Vila es protagonista y narrador, le toma la alternativa al escritor, y se convierte en el que distribuye el juego. Sale a relucir el filósofo que dice no querer ser, pero del que no consigue escapar: “Mientras aguardaba sin prisa y paladeaba el café que acababan de servirme, tuve una súbita intuición de lo que de divino tiene habitar el pellejo de un hombre. Es una morada precaria, angosta, a veces grotesca. Y, sin embargo, dentro de ella puede experimentarse momentáneamente la paz y la plenitud”. Y cargas de profundidad, en momentos de tensión y de muerte, resaltando lo que realmente importa en la vida: “Me pareció, de pronto, que la muerte las había hermanado. Eso bueno tiene, al menos. Que nos muestra lo fútiles que son nuestras diferencias”.
Un filósofo que se regodea confesando sus limitaciones cotidianas, y que se divierte contrastándolas con la austeridad de sus colegas policías. “Volvió a los dos minutos con un montón de fruta y un trozo de queso blanco. Los restos pringosos de mis huevos revueltos con Bacon y salchichas me observaron desde el plato, ominosamente reprobadores. (…) La otra también se cogió fruta y un yogur natural. Me fastidiaba, en cierto modo, que las dos fueran tan saludables. Y encima mujeres, y jóvenes. Para terminar de proclamar mi inferioridad, y revolcarme un poco en ella, como aún tenía algo de hambre, fui a procurarme unos chorizos fritos”.
Limitaciones y faltas, que en esta entrega aparecen sin pudor, en los deslices que el protagonista se permite a sabiendas. “Estaba saltándome a la torera algunas de mis convicciones respecto de la separación entre trabajo y vida privada, prescindiendo de cualquier atisbo de sentido práctico y posiblemente faltando a mi deber de suboficial. (…) Pequé pues, y fue adrede. No me mueve, al construir mi relato, el afán de presentarme como un sujeto intachable. No lo soy, como nadie lo es. Y acaso necesito contarlo para expiar mis faltas y poder convivir con ellas, que es una de las misiones más cruciales que le incumben a cualquier ser humano. Convivir con los aciertos, o con los méritos, no requiere mayor competencia, ni especial habilidad”.
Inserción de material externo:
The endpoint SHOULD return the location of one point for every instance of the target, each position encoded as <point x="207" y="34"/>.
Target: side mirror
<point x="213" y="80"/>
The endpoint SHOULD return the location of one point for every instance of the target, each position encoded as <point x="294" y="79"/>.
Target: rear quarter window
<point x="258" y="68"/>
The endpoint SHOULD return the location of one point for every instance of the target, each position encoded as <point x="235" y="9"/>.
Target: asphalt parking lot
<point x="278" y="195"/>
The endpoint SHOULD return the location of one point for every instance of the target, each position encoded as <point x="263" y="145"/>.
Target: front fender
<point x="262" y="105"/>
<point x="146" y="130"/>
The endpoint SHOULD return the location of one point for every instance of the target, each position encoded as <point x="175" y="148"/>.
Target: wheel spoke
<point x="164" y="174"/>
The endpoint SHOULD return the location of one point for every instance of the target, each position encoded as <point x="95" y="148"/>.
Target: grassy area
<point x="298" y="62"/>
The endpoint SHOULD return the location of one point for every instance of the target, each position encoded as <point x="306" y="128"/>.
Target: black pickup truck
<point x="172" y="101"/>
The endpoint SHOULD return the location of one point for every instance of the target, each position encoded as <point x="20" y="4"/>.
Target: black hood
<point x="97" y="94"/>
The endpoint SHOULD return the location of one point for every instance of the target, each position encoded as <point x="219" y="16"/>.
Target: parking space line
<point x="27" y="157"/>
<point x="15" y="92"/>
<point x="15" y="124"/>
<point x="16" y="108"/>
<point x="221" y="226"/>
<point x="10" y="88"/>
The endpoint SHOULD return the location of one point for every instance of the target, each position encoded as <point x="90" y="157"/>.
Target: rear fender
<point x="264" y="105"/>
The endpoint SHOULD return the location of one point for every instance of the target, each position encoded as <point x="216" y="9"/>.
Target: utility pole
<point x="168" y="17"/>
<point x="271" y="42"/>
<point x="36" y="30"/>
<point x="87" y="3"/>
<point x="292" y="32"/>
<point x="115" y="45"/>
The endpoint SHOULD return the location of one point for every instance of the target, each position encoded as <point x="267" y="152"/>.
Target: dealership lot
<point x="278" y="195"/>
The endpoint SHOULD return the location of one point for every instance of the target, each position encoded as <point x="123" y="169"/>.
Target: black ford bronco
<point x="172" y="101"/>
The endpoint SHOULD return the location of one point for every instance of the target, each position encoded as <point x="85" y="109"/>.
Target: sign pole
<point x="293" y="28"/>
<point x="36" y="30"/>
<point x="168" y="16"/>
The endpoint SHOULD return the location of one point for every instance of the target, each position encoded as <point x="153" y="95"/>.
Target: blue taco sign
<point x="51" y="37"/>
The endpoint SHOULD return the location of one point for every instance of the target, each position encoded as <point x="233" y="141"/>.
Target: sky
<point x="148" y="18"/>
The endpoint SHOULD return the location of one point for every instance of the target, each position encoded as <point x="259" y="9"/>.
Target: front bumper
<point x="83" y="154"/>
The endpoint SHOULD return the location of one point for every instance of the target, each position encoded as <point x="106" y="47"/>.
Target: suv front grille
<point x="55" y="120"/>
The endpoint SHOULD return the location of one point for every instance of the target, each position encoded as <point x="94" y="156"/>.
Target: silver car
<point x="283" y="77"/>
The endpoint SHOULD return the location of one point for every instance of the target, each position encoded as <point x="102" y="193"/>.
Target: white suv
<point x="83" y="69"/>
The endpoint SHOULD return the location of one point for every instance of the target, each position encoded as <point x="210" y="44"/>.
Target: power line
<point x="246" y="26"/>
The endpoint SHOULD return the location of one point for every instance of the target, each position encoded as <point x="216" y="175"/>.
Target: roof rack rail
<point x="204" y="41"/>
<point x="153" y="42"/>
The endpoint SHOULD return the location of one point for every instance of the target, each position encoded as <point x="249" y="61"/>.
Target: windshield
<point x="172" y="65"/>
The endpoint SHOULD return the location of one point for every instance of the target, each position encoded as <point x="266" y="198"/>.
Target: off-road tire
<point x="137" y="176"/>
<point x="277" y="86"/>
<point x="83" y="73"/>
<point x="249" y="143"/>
Y con todo, Vila es el hombre duro que no quiere ni puede huir de su deber. Es el motivo de su existir, como anotaba Fernando Pessoa, cantando la gloria de aquel rey de Portugal: “Meu dever fez-me, como Deus ao mundo”. Es el deber el que esculpe lo que somos, cuando nos mantenemos fieles a la misión para la que hemos sido creados. “En ocasiones, aquella era una de ellas, no celebro especialmente tener que hacer lo que tengo que hacer. Me pasa cuando se me hace evidente que me encargo de algo de lo que nadie querría encargarse. En esa tesitura, contra lo que pudiera parecer, me siento más impelido a cumplir con mi misión. Es una especie de orgullo. Soy yo el que está ahí. El que tiene que hacerlo. El que lo va a hacer y, va a conseguir, por añadidura, que sirva para algo”. Cumplir el deber y ser leal, porque eso no es negociable: “Uno nunca termina de saber si es justa o verdadera la causa por la que lucha. Pero lo que está fuera de cuestión es la indignidad de quien da la espalda al que tiene a su lado”.
Quizá por eso, Vila pone como despertador en su teléfono móvil, el himno de la Legión, y se despereza al son de los compases de ‘soy el novio de la muerte’. Eso no aparece en esta novela, pero sí en muchas otras. Da igual, porque los personajes son los compañeros de estas lecturas que te divierten y amenizan, incluso, un viaje de avión apretujado como sardinas en lata.